One big beautiful bill not only is a political pivot, but also reflects structural calculations. Instead of embarrassing budget cuts, policymakers and industry leaders must continue to face business model defects that continue to approach, weaken their quality and sustainability.
About all dramatic investigations-8 hours house floor speech and HorrorOne of the big beautiful bills is that the signal is actually a wide range of attempts to interfere with federal safety net programs, especially Medicaid. It is an uncomfortable terrain for many people, but it is a conversation that is worth it.
Major provisions, such as business requirements, eligibility for qualification and reduction of state instructions every six months, are pointed out for the central tension.
As mentioned in recent columns, Medicaid is not designed as a universal range program. It was intended to be a limited safety net. Over time, the range was balloons without efficiency or improvement of results. The change in this bill is an attempt to suddenly re -correct. Regardless of whether or not you agree with the approach, it reflects the increase in anxiety depending on the assumption that more money and more registrants must receive better treatment.

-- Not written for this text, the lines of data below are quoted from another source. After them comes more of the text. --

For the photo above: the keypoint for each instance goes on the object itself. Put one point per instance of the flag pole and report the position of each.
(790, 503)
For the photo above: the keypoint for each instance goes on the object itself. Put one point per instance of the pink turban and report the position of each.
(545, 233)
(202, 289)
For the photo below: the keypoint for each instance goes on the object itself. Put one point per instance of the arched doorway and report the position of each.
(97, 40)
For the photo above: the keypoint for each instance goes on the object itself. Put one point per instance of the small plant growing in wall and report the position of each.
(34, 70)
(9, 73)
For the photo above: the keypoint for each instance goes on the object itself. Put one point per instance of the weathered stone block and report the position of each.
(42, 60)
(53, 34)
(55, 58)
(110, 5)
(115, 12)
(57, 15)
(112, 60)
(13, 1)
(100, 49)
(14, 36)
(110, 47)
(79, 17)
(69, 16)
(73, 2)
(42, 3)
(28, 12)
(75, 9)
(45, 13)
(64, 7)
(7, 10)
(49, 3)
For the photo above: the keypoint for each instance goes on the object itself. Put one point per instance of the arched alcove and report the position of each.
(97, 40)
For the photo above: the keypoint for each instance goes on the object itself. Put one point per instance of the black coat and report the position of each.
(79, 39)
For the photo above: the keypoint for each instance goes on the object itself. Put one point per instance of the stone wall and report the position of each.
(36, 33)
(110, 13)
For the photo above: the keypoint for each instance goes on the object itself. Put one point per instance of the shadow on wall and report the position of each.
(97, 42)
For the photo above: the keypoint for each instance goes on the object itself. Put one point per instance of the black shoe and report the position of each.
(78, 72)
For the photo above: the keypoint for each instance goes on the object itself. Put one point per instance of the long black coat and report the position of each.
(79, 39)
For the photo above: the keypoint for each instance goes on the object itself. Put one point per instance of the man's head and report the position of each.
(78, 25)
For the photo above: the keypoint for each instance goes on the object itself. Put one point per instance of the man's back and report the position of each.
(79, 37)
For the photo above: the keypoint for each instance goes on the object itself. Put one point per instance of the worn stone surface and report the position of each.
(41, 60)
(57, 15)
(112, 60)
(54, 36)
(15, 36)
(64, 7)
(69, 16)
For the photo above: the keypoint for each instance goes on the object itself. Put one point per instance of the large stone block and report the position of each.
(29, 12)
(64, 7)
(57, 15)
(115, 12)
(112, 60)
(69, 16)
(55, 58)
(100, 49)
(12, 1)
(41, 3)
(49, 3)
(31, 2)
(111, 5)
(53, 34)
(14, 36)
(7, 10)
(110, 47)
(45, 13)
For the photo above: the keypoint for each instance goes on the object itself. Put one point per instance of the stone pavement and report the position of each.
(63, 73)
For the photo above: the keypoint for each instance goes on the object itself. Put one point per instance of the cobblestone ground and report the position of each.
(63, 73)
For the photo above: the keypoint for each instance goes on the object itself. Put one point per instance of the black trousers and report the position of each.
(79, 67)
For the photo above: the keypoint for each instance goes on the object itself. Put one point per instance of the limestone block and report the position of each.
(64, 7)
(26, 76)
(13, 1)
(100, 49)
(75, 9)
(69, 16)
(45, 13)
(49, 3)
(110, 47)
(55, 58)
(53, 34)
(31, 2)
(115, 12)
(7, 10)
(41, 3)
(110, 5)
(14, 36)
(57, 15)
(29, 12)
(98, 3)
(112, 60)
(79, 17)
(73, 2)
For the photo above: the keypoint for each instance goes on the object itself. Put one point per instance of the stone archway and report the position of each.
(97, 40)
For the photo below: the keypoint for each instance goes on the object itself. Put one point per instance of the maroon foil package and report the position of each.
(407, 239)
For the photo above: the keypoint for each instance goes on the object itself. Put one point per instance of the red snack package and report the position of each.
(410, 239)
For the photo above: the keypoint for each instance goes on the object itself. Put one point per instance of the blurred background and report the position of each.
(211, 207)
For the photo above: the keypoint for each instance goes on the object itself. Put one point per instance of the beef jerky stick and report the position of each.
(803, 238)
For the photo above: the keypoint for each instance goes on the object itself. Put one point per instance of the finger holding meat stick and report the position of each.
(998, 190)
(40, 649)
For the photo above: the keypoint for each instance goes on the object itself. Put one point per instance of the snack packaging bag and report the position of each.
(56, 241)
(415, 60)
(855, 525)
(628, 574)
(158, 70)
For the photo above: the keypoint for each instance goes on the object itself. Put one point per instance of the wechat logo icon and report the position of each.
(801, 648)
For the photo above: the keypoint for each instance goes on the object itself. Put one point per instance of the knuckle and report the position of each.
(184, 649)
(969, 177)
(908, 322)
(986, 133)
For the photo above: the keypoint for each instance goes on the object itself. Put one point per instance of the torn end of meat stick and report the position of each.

It can be helpful to separate the investigation from the operating meaning. It is not only a budget but also structural. And until the country deals with this, meaningful reforms will remain vague.
One of the few provisions that received both parties supported by the bill was a $ 50 billion rural hospital relief fund. It is necessary to prevent continuous closure of rural facilities, but this type of emergency injection emphasizes continuous problems. Temporary financial life lines often become permanent fixtures.
Rural hospitals are in crisis. Almost half works with losses. Closed is accelerating. When used in the column in May, the collapse of rural health care is not a public health problem, but a national security risk. But throwing more money to failed models is not a long -term solution.
Instead of paying subsidies reflexively to all failed facilities, you need to rethink delivery. Herb and Spoke models that integrate pharmacies, local clinics and remote health can provide sustainable access without overhead of the legacy infrastructure. Stop gaps are meaningful only when structural changes follow. Without that subsequent measures, they are another example of system addiction to the band -aid solution.
Deep structural tension helps to explain the intense response to the bill of the hospital industry. I am a hospital Alarm How to reduce the funds will lead to losses of patient application and increasingly vulnerable to the US. Honestly, however, most of their interests are about how cuts affect their profits.
As explained in the June column, the anxiety that financing is disappearing is that the hospital depends on the revenue. The inconvenience is not a panic but a desire to maintain the current state, but it can cause innovation.
Many suppliers and advocates argue that it is impossible to reduce the scope of guarantee “not enough money” to take care of everyone. But this assumes that the system is already efficient. Not so. In my book It brings value to health careI estimated more than $ 500 billion annually from the waste. This estimates based on the data of 2016 would have increased.
Inventory calculated by nurses’ hands of high -end facilities, such as duplicate tests, swelling management overheads, or old -fashioned processes, this system is burned without responsibility.
Rather than arguing how much money the government can spend on medical care, we need to ask how well we have used. Resources exist. Missing is responsibility for the dollar spending.
One big beautiful bill stimulated anger, applause and everything between them. But most commentary misses the forest of the tree. This is not just about reducing Medicaid or rural bailouts. It is about the medical ecosystem for the crisis: it is impossible, inefficient, and the value does not collapse.
The goal is to preserve the approach at any cost. There is no country with unlimited resources. A better approach can create a system that is connected to the cost and quality, and it can create a system that encourages the dollar to induce the outcome, not to work more, but to do better work.
The stop gap cannot save us. You just need to stock the fundamental inventory of the medical business model. This bill opens the door of the conversation about all defects.